I lost my best friend, and that made me realize that sooner or later I was going to lose my girl, too. Because as soon as she learned that I’d known who she was from the very beginning, she would hate me forever.
I needed Max because she was all I had left, and I was bound and determine not to fuck that up. I prayed to any god who listened that if I could just be with her, I would make things right. I would give her my all.
My love.
My heart.
My daughter.
My everything.
I made a decision that broke my fucking heart and made it sing all at the same time. So what if I felt like a piece of me would always be missing? Fuck it. I would have my daughter.
And she was my heart.
In exchange for Max, I was going to give Doe, or Ramie, or Pup, or whatever you want to call her, back to her father.
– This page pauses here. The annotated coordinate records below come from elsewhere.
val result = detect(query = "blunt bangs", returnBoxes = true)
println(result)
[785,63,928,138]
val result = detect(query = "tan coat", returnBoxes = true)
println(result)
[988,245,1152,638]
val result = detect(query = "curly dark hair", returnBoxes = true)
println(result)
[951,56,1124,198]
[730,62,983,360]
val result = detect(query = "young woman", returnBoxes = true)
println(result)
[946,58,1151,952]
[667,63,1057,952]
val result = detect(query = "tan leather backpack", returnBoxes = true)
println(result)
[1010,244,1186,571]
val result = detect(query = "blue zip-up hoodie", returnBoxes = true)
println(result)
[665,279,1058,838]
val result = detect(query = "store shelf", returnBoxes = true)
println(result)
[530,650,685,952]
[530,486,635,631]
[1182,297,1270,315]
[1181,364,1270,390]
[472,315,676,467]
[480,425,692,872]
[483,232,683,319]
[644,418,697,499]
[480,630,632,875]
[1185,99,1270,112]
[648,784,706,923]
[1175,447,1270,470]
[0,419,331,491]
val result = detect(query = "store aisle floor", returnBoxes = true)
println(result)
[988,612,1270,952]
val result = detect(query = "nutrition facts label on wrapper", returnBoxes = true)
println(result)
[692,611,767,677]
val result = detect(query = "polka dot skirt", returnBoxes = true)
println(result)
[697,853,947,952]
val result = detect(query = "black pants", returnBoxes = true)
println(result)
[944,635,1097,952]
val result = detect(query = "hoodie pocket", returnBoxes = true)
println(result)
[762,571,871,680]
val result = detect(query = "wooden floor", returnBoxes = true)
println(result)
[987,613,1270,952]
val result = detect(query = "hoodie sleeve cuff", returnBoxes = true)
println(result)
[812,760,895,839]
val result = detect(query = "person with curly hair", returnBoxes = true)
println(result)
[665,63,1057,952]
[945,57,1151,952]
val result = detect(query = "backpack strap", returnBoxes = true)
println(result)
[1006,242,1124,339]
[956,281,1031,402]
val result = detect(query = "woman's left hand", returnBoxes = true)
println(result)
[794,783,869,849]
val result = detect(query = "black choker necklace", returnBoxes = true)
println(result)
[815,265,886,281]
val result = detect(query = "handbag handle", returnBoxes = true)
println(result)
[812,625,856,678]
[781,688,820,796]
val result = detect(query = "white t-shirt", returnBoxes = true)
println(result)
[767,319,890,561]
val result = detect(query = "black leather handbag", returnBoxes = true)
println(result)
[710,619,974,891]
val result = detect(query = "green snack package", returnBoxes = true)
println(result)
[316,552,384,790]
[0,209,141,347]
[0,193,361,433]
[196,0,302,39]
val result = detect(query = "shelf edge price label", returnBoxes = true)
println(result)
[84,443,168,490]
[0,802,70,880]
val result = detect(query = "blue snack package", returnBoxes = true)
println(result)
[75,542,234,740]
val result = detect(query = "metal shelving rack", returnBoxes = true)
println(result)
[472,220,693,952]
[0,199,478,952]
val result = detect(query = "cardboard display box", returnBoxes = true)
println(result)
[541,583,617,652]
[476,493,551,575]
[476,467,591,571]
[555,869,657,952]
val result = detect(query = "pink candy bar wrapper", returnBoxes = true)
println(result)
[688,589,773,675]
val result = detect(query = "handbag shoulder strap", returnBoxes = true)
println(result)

By not telling Doe about what was going to happen, I wasn’t giving her an option. But there was no doubt in my mind that when she found out what I’d been hiding all along that she was going to look at me like the monster I am.
But then again, she might be grateful to me for giving her her life back.
Maybe, not.
I pretended not to care all the way to the senator’s office.
I was going to have to be prepared to pretend for the rest of my life.
“Do you have an appointment?” the receptionist with curly black hair and dark freckles across her nose asked, without looking up from her computer.
“My name is Brantley King, and I don’t need a fucking appointment. Let him know I’m waiting. Give him this. He’ll want to see me.”
I placed the folded up picture on his desk, one I took of Doe this morning while she was sleeping. I didn’t wait for her to answer. I took a seat in the waiting area in a plastic chair that faced her desk. When she finally looked up from her computer, her jaw dropped. She’d probably never seen someone who looked like me waiting to see the senator. I didn’t have the patience to be inconspicuous. I needed to make shit happen and make it happen before I changed my fucking mind.
The receptionist stood and walked down the hall. She emerged a few moments later and dialed a number on her phone. She held her hand up over her mouth as she whispered into the receiver.
“Senator Price will see you now,” she said, with a fake smile, setting the phone back on its cradle.
She stood, and I followed her down the hall until we came to an office with a double-door entry. She opened it and stood aside to let me through. When I stepped inside, she shut it behind me. There was another click, which I’m sure meant that she locked it as well.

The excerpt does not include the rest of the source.